Unfortunately, it seems that the Asian markets have detected the sour sentiment from New York. Though the Nikkei is only slightly down, the China50 dropped 2.5% today. Contrarywise, the markets have just opened in Europe and though volumes are likely to be weak during the holiday season, the boards are all green for the Dax and his pals.

Commodities Jump

Gold and Oil seem to be benefiting from the low liquidity holiday season trading. Both have made significant gains the last few days.

Gold actually saw a drop at the beginning of the month and so now is only recovering from that. Oil on the other hand, has seen a shift in trend over the last few months and has now touched $60 a barrel for the first time since mid-2015.

Many analysts are pointing to a pipeline explosion in Libya as the cause for the price surge yesterday. To me, that’s a hard story to swallow really. It’s really difficult to see such an occurrence as having much of an impact on the long term balance between supply and demand of this global market.

More likely, the news of the explosion caused traders to focus their energy on crude oil. That together with low liquidity during the holidays and a weaker US Dollar gives us a more complete picture.

Ripple Explosion

Though Bitcoin regained a lot of its composure yesterday, it’s Ripple that should be making the headlines.

The Ripple network is a bit different from most other blockchains in that Ripple is a private company and their protocol is maintained as such. So it’s not completely open source like the rest but it still is included in the overall asset class we call cryptocurrencies since it does make use of the distributed ledger technology.

Ripple’s aim is to replace the swift system that is currently being used to send money from one bank to another. If you’ve ever sent an international wire transfer, you know that it usually takes between two and five business days and costs about $25. Ripple can do this in seconds for pennies.

Every transaction that is sent through the Ripple network burns a small amount of XRP tokens, as a payment for the transfer. Those tokens then disappear and can never be used again. This means that the overall economics of the coin are super deflationary. Meaning, over time the supply dwindles causing the price to rise.

However, to counteract this Ripple has started with a monumental amount of 100 Trillion tokens. Though they’ve recently locked up more than half of this supply in a long term escrow account, there is still a current circulation of almost 39 Trillion XRPs.

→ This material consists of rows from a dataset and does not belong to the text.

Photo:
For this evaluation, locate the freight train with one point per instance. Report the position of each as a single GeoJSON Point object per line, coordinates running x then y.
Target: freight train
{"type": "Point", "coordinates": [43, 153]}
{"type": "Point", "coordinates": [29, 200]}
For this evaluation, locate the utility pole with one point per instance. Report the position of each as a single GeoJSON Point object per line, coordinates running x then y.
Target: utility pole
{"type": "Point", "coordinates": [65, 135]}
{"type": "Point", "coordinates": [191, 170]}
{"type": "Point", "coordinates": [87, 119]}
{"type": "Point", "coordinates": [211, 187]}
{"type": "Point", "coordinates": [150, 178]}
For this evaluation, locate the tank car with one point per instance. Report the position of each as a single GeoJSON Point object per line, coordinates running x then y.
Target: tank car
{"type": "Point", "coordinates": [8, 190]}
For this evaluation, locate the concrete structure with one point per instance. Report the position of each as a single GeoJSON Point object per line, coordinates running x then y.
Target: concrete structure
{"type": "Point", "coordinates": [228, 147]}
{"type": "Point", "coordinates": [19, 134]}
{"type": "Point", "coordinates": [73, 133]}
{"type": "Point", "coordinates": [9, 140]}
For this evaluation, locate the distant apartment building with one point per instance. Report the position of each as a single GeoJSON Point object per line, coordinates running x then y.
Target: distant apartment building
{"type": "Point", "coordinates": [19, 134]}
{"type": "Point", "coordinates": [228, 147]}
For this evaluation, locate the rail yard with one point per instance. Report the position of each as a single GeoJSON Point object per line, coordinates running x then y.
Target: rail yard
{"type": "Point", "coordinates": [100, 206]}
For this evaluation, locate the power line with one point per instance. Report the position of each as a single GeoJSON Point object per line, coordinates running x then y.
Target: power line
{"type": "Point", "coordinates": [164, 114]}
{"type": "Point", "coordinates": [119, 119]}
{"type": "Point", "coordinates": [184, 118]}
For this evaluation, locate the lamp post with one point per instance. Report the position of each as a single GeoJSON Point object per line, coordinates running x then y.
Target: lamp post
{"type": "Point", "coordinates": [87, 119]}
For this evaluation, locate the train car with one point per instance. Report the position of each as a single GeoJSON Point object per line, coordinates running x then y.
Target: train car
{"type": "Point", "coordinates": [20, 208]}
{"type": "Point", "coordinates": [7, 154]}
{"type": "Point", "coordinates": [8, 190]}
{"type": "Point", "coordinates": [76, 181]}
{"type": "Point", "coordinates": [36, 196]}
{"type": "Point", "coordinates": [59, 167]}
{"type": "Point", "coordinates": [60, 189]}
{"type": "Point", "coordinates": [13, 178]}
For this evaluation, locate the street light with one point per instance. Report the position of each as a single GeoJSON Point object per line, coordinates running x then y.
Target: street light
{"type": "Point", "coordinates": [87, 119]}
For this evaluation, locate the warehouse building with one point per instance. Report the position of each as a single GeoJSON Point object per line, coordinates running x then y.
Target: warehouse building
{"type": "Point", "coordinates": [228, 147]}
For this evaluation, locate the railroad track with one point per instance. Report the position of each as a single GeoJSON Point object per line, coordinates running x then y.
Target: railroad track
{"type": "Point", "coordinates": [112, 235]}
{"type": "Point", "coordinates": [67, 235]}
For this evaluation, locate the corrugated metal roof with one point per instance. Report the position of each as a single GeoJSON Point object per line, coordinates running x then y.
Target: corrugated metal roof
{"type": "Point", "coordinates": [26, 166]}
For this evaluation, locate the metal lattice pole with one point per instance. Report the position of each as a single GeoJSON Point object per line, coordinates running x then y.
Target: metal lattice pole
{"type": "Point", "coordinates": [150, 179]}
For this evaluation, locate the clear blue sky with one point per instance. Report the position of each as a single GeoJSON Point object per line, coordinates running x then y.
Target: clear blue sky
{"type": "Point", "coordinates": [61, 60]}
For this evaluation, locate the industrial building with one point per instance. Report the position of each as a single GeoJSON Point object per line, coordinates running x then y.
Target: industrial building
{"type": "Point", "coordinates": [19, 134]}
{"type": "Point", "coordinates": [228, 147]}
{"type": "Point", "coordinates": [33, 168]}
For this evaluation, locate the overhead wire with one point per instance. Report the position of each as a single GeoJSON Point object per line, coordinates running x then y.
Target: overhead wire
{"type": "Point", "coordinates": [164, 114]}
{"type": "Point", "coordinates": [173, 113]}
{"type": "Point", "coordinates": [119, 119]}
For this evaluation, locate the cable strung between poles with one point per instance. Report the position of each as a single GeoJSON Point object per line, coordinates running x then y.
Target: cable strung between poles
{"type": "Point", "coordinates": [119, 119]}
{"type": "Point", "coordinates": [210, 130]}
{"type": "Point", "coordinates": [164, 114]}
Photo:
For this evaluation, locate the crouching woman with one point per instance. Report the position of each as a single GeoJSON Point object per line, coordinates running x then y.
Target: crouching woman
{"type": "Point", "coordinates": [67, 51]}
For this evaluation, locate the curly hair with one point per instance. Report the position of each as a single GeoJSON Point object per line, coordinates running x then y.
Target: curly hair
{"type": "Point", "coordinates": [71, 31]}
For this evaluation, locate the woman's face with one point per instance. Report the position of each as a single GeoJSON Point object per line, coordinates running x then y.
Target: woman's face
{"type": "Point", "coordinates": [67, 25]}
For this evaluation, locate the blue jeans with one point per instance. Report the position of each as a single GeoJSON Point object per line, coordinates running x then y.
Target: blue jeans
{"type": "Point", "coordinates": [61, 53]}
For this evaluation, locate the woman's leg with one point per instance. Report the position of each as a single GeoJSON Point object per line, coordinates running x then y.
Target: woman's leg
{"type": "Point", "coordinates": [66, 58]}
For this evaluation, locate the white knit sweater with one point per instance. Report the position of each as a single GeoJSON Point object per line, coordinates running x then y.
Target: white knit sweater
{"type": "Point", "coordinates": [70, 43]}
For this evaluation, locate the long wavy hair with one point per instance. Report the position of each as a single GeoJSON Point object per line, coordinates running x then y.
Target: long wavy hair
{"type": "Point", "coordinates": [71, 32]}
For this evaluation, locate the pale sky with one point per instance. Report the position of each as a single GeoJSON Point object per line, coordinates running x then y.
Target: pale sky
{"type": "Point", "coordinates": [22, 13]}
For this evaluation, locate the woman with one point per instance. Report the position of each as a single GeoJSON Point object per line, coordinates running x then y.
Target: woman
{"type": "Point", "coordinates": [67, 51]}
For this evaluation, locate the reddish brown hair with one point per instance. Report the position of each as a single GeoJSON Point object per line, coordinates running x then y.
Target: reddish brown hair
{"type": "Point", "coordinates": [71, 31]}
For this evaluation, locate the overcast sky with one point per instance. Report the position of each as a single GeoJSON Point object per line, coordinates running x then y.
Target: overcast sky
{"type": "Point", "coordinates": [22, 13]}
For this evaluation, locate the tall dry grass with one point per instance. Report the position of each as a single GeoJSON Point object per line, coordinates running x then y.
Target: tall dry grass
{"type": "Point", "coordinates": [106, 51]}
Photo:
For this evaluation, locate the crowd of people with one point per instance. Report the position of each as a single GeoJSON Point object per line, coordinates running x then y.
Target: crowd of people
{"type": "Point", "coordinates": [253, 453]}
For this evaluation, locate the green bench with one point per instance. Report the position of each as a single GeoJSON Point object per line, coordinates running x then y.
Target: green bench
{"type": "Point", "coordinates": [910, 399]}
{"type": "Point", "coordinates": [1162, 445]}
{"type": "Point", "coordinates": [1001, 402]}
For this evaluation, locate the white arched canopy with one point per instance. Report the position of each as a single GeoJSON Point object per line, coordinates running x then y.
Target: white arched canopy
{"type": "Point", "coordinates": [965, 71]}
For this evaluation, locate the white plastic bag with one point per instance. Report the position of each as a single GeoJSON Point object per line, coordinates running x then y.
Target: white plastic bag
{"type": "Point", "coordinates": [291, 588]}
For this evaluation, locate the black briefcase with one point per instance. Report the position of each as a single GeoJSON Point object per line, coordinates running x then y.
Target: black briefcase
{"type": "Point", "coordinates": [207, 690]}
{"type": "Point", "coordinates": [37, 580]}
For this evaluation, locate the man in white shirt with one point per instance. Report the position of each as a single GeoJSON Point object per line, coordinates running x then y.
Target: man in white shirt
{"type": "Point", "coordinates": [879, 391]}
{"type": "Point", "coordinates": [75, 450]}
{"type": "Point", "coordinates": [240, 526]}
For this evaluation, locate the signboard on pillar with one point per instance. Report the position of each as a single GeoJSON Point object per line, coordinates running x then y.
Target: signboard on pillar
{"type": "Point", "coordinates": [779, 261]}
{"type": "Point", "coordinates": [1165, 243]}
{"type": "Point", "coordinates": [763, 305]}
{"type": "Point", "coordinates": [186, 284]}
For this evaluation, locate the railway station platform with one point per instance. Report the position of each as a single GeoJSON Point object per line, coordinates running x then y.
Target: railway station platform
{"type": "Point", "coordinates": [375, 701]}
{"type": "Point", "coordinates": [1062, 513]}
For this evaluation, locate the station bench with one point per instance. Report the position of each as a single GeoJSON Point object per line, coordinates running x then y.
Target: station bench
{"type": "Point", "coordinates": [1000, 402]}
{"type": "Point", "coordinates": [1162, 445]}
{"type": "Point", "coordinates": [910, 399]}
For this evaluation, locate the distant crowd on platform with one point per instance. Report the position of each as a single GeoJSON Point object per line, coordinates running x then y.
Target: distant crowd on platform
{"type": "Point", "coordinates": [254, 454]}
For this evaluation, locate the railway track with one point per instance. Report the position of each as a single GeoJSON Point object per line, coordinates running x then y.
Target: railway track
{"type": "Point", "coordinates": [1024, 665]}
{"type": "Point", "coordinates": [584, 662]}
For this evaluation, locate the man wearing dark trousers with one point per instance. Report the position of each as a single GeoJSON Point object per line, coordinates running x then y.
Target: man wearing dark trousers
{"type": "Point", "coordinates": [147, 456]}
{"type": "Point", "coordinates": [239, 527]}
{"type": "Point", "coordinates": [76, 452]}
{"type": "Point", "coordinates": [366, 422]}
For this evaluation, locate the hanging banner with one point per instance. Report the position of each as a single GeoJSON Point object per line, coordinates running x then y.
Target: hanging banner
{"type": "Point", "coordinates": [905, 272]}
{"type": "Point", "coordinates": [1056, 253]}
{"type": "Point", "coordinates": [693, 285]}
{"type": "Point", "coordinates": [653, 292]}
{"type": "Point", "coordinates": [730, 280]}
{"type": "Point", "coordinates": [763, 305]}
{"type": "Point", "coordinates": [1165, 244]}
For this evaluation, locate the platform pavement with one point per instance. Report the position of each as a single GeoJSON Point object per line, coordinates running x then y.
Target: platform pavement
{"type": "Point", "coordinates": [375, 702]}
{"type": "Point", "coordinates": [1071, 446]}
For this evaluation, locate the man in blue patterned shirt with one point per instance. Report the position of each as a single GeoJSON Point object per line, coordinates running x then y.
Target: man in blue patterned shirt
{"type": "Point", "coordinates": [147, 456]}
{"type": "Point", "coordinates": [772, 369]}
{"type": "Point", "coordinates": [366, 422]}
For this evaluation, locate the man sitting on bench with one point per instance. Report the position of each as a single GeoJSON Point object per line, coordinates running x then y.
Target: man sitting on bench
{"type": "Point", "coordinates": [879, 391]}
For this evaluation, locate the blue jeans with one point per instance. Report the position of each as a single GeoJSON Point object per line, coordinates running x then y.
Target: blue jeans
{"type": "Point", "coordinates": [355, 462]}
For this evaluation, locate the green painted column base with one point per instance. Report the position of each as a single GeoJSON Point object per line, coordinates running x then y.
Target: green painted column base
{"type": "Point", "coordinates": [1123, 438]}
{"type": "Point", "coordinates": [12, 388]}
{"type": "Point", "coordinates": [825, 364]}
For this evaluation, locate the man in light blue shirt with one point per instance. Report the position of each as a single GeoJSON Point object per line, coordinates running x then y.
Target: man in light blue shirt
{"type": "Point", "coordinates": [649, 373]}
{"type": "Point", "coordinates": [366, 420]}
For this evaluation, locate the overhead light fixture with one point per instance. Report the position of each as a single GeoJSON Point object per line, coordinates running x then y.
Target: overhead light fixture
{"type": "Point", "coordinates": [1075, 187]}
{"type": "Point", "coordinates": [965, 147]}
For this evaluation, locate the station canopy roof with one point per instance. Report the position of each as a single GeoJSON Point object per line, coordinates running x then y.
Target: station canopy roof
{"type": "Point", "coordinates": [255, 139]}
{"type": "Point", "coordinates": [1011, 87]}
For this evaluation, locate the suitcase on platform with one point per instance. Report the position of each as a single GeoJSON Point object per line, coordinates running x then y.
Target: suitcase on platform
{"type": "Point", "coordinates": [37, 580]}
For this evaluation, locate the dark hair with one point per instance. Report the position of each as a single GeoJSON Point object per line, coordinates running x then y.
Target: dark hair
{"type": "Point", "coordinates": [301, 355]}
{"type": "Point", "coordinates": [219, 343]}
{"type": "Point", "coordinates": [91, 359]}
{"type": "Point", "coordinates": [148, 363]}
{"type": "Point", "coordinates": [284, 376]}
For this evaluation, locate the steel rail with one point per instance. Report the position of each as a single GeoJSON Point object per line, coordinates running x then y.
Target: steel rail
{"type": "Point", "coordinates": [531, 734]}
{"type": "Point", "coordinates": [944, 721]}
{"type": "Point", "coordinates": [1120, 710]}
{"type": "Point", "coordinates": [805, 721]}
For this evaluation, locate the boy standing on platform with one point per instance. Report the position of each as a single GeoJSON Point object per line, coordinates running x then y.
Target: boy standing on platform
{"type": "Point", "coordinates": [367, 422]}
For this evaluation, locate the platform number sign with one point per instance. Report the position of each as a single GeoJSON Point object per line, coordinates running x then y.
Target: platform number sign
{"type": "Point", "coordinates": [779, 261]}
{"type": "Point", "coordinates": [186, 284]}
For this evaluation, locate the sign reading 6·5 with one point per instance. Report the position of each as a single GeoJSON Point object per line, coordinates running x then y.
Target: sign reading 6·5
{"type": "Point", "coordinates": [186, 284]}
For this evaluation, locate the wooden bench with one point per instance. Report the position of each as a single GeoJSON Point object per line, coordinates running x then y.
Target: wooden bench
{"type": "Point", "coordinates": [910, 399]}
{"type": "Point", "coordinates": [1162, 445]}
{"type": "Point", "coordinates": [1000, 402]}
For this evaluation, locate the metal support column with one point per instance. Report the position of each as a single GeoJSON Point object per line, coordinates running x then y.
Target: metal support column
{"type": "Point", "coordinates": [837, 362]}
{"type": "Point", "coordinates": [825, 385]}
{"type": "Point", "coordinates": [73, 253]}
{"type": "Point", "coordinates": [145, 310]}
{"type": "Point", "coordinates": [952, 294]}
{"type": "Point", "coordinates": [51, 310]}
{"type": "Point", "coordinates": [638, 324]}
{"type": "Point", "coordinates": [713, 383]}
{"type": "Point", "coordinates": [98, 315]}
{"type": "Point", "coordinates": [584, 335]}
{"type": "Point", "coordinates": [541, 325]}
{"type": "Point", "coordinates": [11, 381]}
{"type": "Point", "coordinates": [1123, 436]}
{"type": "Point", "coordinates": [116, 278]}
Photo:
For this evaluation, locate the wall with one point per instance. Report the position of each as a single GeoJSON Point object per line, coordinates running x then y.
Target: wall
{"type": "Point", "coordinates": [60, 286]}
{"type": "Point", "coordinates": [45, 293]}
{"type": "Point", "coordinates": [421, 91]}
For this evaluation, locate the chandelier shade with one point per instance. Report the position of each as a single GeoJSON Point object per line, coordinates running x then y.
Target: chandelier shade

The price gains have been intense. At the start of the year each token was a fraction of a penny and in December alone it’s come from 23 cents to $1.17 this morning for a total gain of 408%.

I’ve already heard several people tell me that it’s actually cheap at around $1 but we do really need to think about the total supply in the market. Compared to bitcoin’s current supply of about 16 million and Ethereum’s 96 Million.

In the end of the day, the value will be determined by the banks. The more financial institutions use it to set up payment gateways the more they will need XRPs to facilitate the transactions.

However, in the long term, there may actually be a real cap on the amount this toke can grow. The more expensive the tokens are the more the transactions will cost. For now, it’s extremely cheap to send a Ripple transfer but at some point, if XRP gets more expensive it may be seen as less viable.

Sorry for getting the report out a bit late today. Wishing you an amazing day ahead!

This content is provided for information and educational purposes only and should not be considered to be investment advice or recommendation. The outlook presented is a personal opinion of the analyst and does not represent an official position of eToro. Past performance is not an indication of future results. All trading involves risk; only risk capital you are prepared to lose. Cryptocurrencies can widely fluctuate in prices and are not appropriate for all investors. Trading cryptocurrencies is not supervised by any EU regulatory framework.